Comme la cténophore se nourrit d'œufs et de larves, elle peut réduire les stocks de poissons futurs, ce qui pourrait avoir des répercussions sur la pêche commerciale, les chaînes d'approvisionnement alimentaire et les économies côtières.

L'expansion de l'aire de répartition de cette espèce témoigne également de changements plus vastes en mer Baltique. Le changement climatique rend cette mer plus vulnérable aux espèces envahissantes, car le réchauffement des eaux et l'expansion des zones pauvres en oxygène peuvent favoriser les organismes mieux adaptés aux changements environnementaux rapides.

La mer Baltique est déjà confrontée à des fluctuations de son niveau d'eau, à une aggravation de l'hypoxie et à d'autres perturbations climatiques susceptibles d'affaiblir les espèces indigènes tout en créant des opportunités pour l'émergence de nouvelles espèces.

Que fait-on ?

Des chercheurs étudient une défense naturelle potentielle déjà présente en mer Baltique : l’épinoche à trois épines (Gasterosteus aculeatus), une espèce indigène. Une étude publiée en janvier 2026 dans le Journal of Plankton Research a révélé que ce poisson pourrait contribuer à freiner la propagation des espèces invasives en se nourrissant de cténophores.

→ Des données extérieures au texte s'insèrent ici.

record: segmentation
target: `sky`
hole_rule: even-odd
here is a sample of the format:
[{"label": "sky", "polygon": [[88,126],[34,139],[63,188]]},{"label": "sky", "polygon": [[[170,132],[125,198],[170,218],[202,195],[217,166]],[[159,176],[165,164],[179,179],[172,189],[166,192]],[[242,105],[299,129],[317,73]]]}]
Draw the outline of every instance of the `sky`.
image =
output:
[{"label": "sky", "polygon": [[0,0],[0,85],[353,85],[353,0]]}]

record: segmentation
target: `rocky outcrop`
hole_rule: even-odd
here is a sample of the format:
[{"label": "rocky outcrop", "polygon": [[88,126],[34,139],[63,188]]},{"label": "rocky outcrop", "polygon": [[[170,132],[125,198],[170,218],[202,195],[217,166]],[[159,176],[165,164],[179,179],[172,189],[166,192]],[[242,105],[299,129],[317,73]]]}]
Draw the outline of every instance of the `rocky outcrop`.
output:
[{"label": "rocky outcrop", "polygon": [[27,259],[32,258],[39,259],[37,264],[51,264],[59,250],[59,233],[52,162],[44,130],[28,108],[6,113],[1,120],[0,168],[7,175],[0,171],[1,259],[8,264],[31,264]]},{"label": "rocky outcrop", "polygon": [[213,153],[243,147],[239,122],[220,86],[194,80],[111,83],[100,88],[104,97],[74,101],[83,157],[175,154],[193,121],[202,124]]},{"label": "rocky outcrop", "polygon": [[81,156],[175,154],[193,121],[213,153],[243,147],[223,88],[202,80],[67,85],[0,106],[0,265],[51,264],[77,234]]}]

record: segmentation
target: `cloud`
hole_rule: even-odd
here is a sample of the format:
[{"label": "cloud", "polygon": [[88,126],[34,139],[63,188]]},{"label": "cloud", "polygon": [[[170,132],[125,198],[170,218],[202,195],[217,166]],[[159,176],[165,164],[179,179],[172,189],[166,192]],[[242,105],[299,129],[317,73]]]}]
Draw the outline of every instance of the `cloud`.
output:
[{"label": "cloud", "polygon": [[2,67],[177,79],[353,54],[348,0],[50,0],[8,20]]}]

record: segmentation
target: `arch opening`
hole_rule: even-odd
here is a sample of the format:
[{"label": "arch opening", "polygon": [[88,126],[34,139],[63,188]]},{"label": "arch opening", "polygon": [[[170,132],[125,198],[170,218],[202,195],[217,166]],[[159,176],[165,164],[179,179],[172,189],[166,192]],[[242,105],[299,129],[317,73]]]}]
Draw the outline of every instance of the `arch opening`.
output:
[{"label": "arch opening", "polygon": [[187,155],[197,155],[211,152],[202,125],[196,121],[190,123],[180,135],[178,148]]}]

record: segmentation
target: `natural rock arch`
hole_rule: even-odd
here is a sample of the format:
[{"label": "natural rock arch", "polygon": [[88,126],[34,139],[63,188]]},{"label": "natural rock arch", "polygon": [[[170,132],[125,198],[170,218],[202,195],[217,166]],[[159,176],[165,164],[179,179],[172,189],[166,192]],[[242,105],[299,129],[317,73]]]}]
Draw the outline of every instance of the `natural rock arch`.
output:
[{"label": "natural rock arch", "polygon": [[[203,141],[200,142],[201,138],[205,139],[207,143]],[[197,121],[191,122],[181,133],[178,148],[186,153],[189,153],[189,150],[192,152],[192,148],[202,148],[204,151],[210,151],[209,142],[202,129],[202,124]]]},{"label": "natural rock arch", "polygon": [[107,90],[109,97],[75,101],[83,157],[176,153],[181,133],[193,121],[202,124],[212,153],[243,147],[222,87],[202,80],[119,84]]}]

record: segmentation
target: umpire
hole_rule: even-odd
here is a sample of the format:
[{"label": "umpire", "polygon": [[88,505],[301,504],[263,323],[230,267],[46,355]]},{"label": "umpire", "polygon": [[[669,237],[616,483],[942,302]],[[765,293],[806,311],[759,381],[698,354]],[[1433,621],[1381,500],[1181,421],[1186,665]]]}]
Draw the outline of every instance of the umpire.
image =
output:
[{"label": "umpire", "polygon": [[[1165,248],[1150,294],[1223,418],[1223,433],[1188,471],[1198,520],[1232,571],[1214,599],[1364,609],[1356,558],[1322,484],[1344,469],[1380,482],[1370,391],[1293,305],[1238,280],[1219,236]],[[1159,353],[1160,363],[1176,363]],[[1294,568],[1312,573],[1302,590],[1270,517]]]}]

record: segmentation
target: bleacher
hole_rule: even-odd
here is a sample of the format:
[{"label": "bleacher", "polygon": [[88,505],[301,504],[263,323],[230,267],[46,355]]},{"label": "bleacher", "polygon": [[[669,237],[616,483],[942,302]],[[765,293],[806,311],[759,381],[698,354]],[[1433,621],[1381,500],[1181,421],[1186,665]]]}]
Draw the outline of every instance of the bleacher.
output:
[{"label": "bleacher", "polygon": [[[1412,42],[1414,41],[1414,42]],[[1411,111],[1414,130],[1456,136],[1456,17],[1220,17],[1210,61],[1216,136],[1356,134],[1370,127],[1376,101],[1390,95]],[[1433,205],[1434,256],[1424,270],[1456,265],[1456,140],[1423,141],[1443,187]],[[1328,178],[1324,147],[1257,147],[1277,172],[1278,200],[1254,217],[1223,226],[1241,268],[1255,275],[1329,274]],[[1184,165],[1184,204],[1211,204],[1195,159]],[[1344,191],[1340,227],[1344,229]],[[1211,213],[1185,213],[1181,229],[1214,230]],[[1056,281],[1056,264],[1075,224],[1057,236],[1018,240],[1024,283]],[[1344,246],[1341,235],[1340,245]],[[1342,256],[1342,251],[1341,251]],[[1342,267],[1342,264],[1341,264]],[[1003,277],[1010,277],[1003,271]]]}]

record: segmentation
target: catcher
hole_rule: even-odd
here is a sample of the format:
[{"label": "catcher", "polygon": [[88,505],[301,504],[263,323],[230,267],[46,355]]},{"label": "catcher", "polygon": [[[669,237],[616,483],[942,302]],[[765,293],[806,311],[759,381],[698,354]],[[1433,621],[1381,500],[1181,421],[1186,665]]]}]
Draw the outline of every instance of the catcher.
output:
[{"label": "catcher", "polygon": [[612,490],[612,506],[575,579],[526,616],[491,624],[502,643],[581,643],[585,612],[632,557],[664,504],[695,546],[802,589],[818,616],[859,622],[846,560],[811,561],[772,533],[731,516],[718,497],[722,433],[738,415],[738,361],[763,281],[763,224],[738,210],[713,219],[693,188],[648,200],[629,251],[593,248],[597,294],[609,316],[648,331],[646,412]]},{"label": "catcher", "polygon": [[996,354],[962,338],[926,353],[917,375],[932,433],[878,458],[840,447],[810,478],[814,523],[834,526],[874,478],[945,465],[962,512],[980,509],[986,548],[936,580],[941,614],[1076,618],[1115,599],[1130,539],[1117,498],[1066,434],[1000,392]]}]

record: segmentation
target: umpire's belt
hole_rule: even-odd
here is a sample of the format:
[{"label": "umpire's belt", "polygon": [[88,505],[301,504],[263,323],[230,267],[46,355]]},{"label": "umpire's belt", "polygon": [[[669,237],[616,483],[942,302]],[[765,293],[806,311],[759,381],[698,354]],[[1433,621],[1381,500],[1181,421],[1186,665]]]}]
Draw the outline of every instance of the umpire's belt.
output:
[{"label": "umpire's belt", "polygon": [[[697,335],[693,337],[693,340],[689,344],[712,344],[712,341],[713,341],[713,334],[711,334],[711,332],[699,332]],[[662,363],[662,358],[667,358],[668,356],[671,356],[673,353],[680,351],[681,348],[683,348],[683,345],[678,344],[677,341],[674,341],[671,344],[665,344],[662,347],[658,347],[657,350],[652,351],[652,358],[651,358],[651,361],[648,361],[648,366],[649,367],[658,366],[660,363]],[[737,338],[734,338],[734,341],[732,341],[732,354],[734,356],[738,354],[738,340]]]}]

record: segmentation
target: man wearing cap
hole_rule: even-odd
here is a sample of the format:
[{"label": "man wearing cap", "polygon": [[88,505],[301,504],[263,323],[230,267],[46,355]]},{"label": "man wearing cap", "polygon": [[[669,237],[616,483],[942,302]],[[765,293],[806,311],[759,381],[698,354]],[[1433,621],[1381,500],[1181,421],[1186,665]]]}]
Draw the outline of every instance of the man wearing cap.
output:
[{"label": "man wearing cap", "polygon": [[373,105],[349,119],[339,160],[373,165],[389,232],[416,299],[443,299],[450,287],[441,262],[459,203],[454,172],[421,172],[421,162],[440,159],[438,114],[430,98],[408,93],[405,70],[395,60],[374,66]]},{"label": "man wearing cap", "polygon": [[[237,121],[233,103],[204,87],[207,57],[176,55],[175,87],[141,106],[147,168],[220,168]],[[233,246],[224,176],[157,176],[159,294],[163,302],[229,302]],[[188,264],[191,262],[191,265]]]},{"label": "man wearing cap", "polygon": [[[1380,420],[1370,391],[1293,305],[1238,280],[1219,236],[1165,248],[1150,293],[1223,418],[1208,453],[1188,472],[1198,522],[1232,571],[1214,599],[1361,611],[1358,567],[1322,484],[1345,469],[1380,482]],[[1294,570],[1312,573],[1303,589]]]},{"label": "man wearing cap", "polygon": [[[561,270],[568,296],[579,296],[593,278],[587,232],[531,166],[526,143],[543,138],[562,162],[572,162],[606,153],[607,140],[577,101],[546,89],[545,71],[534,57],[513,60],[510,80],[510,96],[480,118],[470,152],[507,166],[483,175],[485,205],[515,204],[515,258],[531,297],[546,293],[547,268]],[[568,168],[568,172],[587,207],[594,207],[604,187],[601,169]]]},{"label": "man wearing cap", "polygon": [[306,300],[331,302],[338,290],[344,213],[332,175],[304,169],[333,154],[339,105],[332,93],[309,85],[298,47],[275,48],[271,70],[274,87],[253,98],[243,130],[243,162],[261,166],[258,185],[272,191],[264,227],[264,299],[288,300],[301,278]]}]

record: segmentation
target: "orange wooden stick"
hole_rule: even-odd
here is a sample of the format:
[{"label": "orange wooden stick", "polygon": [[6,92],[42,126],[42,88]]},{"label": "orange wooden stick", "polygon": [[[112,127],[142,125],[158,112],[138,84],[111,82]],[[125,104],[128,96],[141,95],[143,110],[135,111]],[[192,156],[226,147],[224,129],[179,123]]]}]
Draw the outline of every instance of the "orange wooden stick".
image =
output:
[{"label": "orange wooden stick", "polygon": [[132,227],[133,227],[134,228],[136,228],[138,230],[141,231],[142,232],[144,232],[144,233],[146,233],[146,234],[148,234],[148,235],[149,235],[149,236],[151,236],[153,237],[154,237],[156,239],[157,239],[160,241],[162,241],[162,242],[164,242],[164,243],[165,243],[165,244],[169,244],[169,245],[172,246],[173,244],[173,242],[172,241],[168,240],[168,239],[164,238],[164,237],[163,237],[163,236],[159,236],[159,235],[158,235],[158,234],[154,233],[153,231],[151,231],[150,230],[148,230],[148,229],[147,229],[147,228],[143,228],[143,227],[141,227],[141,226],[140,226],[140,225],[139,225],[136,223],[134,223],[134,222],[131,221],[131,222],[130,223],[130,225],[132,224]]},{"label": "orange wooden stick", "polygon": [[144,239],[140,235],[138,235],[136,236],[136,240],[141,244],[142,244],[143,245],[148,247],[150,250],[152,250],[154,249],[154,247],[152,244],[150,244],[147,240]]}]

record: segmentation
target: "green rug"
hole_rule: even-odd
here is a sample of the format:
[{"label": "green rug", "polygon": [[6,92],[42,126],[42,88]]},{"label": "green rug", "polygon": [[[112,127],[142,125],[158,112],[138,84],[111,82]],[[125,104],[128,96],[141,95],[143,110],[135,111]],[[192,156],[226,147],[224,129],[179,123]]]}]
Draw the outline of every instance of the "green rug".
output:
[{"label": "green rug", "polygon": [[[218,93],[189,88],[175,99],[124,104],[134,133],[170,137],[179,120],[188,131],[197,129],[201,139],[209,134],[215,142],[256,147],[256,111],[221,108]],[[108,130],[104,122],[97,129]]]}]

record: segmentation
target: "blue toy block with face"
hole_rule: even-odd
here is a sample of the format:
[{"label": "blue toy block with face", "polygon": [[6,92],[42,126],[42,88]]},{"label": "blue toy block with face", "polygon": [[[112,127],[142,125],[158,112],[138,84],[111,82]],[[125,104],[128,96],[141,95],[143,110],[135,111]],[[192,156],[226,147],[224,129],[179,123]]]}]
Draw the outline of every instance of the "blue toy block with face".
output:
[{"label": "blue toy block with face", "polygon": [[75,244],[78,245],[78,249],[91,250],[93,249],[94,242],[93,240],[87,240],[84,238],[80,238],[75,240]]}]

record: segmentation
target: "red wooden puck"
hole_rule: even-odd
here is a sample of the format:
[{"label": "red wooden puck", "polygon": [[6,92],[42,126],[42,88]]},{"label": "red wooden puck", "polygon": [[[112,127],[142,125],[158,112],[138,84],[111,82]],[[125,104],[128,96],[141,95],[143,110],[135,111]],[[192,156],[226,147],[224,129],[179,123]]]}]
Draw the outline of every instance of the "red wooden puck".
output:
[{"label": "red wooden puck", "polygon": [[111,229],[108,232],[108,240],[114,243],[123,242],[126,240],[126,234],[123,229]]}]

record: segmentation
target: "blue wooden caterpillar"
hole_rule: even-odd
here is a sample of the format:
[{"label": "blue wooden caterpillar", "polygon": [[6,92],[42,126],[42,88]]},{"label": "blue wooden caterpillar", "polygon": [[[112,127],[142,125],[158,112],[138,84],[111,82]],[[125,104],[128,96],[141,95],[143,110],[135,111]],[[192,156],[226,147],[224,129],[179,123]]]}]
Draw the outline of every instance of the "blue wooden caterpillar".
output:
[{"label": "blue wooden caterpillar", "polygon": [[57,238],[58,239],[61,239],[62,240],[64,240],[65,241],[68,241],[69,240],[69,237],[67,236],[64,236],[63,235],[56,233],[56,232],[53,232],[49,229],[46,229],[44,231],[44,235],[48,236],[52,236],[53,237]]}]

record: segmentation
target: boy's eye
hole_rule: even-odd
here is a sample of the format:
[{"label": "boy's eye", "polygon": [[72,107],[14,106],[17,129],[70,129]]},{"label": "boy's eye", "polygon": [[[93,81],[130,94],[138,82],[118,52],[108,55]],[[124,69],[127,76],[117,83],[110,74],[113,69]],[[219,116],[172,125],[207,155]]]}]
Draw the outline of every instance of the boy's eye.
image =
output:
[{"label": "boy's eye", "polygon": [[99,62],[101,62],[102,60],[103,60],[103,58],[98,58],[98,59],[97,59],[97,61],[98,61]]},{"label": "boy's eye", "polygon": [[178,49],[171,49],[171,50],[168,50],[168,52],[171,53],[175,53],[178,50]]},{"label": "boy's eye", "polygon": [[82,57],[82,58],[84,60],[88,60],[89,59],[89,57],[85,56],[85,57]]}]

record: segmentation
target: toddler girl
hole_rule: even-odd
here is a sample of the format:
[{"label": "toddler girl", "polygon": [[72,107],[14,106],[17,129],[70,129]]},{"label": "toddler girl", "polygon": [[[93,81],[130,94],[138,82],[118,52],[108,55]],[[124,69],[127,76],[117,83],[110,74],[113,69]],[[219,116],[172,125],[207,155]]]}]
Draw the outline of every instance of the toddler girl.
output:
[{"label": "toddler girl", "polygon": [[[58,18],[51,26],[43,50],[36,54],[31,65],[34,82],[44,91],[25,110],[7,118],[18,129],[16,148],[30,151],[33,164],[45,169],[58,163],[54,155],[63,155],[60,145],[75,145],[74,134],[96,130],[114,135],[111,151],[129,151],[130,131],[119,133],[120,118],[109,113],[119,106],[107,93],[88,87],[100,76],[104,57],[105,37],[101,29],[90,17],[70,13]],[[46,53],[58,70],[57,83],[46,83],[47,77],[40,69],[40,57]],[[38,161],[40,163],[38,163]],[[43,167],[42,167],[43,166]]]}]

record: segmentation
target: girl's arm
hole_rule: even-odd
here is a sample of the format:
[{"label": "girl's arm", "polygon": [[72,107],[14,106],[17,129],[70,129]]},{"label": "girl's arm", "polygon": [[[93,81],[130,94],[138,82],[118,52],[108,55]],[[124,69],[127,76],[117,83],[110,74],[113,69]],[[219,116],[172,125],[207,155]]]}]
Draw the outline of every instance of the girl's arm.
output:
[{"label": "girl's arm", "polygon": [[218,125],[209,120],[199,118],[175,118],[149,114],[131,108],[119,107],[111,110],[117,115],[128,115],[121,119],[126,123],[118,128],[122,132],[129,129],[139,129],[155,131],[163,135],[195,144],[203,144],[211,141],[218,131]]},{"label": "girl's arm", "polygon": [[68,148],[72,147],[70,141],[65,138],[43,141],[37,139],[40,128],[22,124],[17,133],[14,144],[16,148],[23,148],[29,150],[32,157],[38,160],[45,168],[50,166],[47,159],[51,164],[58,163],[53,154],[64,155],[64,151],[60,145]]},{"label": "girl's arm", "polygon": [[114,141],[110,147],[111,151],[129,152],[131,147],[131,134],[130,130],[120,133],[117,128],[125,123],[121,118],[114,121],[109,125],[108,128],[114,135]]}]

Cependant, ce mécanisme de protection pourrait s'affaiblir. L'hypoxie semble inhiber l'activité des épinoches et réduire la quantité de nourriture qu'elles reçoivent de ces larves, ce qui signifie que l'un des systèmes de régulation naturels de la mer Baltique risque de faillir précisément au moment où l'espèce invasive a le plus d'opportunités de se propager.

La mer Baltique demeure un écosystème dynamique, mais elle est de plus en plus façonnée par les changements anthropiques.

Son éclat peut sembler étrange, mais la prolifération de ce que l'on appelle le « cannibale marin » témoigne de changements bien réels en mer Baltique. À mesure que les « déserts d'oxygène » s'étendent et que les barrières naturelles s'affaiblissent, la restauration de la vie marine et la survie des populations qui en dépendent le plus risquent d'être compromises.